Introduction: There are a lot of unmet needs in patients with triple-negative breast cancer (TNBC). Fenofibrate, a PPAR-α (Peroxisome proliferator-activated receptor alpha) agonist, has been used for decades to treat hypertriglyceridaemia and mixed dyslipidaemia and recent studies showed that it may have anti-tumor effects, however, the mechanism remains unclear. Here, we assessed the ability of fenofibrate to inhibit TNBC cells proliferation and to induce apoptosis in vitro and in vivo and explored possible involved mechanisms.

Methods: Utilization of cell count kit-8 method was to evaluate the anti-proliferation effect of fenofibrate. The percentage of apoptotic cells and distribution ratio of cell cycle was determined by flow cytometric analysis. The related protein levels were measured with Western Blotting methods. The inhibition of tumor growth in vivo was assessed using MDA-MB-231 xenograft mouse model. Terminal deoxytransferase-catalyzed DNA nick-end labeling assay was employed to estimate the proportion of apoptotic cells in tumor tissue sections. In order to evaluate the safety of fenofibrate, counts of leukocyte, erythrocyte, hemoglobin, platelet, aspartate transaminase,alanine transaminase and blood urea nitrogen in peripheral blood were detected.

Results:Fenofibrate had anti-proliferation effects on the twelve different subtype breast cancer cell lines we studied, of which the first five most sensitive ones were all TNBC cell lines. Its induction of apoptosis of MDA-MB-231 cell lines was independent on PPAR-α status with the highest apoptosis percentage of 48.0% when compared with 4.8% in the control group. It occurred in a both time- and dose-dependent manner accompanied by up-regulation of Bad, down-regulation of Bcl-xl, Survivin and activation of caspase-3 and NF-κB pathway.

Table 1:Fenofibrate induces apoptosis in MDA-MB-231 cells

Fenofibrate 0μM 12.5μM 25μM 50μM 100μM 
24H 4.8% 5.9% 7.3% 20.3% 26.0% 
48h 5.8% 7.4% 11.0% 23.7% 48.0% 
Fenofibrate 0μM 12.5μM 25μM 50μM 100μM 
24H 4.8% 5.9% 7.3% 20.3% 26.0% 
48h 5.8% 7.4% 11.0% 23.7% 48.0% 

MDA-MB-231 cells were treated with fenofibrate at different concentrations for either 24 or 48 hours. The percentage of apoptotic cells analyzed with flow cytometry are shown in the table.

Interestingly, activation of NF-κB pathway played an important role in the induction of apoptosis by fenofibtate and the apoptosis effect can be almost totally blocked by a NF-κB specific inhibitor, that is pyrrolidine dithiocarbamate(PDTC).

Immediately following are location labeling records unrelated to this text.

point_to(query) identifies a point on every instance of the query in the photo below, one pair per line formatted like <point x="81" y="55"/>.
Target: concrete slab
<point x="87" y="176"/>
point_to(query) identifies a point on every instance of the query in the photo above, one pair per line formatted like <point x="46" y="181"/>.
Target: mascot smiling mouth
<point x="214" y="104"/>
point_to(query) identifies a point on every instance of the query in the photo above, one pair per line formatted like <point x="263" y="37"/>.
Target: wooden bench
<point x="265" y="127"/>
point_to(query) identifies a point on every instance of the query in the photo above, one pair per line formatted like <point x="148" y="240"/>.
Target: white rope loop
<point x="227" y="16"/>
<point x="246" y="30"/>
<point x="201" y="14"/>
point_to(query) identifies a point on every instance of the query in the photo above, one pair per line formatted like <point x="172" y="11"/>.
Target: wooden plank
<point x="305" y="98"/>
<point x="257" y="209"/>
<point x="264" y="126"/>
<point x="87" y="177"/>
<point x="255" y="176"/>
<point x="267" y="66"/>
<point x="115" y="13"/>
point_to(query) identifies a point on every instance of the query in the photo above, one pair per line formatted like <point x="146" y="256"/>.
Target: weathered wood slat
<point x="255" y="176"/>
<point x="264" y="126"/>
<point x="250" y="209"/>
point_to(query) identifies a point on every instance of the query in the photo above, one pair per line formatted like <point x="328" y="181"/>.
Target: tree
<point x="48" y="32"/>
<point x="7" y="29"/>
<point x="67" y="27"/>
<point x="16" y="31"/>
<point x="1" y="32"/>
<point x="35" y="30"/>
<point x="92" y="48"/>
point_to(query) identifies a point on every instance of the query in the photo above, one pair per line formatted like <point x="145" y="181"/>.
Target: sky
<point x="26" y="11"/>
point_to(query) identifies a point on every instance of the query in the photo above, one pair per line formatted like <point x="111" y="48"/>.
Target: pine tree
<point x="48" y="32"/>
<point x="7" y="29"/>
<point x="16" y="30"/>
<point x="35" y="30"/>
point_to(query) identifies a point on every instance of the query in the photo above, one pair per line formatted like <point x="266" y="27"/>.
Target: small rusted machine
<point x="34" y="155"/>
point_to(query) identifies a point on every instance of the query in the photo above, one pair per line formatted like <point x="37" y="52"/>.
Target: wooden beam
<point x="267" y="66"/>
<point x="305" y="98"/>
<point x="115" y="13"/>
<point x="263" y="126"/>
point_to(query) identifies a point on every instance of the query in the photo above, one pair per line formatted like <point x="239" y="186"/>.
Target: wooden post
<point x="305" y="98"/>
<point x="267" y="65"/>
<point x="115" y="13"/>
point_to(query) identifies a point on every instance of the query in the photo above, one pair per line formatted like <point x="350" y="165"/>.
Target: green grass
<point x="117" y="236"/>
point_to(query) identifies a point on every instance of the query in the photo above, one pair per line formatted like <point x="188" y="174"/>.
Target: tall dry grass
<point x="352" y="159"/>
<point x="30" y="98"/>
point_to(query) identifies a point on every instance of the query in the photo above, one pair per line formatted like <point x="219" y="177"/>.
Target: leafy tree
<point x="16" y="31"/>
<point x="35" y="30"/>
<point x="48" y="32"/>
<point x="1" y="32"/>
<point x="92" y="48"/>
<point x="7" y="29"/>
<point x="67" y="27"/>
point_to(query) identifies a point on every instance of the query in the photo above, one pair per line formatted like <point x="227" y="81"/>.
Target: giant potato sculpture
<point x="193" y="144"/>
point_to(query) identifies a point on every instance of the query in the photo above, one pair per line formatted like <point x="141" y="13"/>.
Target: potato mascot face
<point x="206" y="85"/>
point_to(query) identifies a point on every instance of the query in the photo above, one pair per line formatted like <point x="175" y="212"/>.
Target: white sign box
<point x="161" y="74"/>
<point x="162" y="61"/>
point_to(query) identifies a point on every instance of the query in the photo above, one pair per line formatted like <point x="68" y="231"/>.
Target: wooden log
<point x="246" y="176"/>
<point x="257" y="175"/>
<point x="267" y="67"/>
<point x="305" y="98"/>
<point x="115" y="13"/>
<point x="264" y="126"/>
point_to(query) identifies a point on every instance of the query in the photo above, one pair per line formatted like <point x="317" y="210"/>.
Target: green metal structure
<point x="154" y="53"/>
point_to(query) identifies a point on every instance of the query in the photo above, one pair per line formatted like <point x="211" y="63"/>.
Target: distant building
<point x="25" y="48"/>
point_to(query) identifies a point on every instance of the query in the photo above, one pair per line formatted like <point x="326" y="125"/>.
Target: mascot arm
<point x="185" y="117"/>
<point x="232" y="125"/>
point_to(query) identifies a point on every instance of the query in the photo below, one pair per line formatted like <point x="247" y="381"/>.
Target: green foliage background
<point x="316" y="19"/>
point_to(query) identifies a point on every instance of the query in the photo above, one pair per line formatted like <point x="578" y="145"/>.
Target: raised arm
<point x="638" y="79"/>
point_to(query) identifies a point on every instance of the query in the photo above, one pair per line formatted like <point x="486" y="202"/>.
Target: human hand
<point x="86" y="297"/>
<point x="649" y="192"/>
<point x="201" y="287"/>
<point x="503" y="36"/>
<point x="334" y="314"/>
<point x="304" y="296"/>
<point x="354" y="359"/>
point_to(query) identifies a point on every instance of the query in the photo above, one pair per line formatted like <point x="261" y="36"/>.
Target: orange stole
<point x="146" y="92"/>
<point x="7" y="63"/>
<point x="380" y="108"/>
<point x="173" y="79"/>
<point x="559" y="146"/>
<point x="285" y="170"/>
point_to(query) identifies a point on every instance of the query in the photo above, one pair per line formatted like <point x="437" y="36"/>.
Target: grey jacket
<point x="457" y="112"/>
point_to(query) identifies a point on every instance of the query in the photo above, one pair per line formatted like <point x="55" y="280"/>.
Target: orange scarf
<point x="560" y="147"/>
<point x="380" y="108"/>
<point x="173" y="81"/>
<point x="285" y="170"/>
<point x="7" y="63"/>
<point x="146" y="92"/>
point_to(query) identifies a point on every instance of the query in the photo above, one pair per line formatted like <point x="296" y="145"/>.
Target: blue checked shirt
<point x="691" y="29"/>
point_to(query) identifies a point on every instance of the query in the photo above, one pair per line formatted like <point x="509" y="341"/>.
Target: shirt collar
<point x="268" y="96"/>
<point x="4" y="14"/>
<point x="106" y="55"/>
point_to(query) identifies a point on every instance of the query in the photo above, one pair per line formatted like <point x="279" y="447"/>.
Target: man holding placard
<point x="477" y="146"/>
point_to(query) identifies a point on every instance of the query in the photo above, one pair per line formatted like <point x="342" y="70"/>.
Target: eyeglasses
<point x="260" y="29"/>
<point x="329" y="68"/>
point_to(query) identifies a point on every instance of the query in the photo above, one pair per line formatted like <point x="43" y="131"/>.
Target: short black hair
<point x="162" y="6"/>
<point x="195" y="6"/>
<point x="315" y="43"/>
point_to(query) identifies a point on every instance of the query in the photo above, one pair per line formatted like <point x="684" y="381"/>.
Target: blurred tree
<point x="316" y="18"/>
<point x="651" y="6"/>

In addition, fenofibrate led to cell cycle arrest at G1 phase accompanied by down-regulation of Cyclin D1, Cyclin-dependent kinase4(Cdk4) and up-regulation of p21, p27/Kip1.In vivo, fenofibrate significantly inhibited tumor growth in the MDA-MB-231 xengograft mouse model and induced apoptosis with a good safety profile.

Table 2:The important role of activation of NF-κB pathway in apoptosis

  FENO 0mm FENO 50mm 
PDTC(-) 5.9±5.0% 20.5±0.9% 
PDTC(+) 3.9±1.8% 6.5±0.9% 
  FENO 0mm FENO 50mm 
PDTC(-) 5.9±5.0% 20.5±0.9% 
PDTC(+) 3.9±1.8% 6.5±0.9% 

MDA-MB-231 cels were treated with Fenofibrate at different concentrations alone or with a combination of 10nM PDTC for 24 hours. The percentage of apoptotic cells analyzed with flow cytometry are shown in the table.

Conclusions:Fenofibrate can induce apoptosis in TNBC in vitro and in vivo, and the mechanism is the activation of NF-κB pathway in a PPAR-α independent way, which may serve as a novel therapeutic drug for TNBC therapy.

Citation Information: Cancer Res 2013;73(24 Suppl): Abstract nr P2-09-13.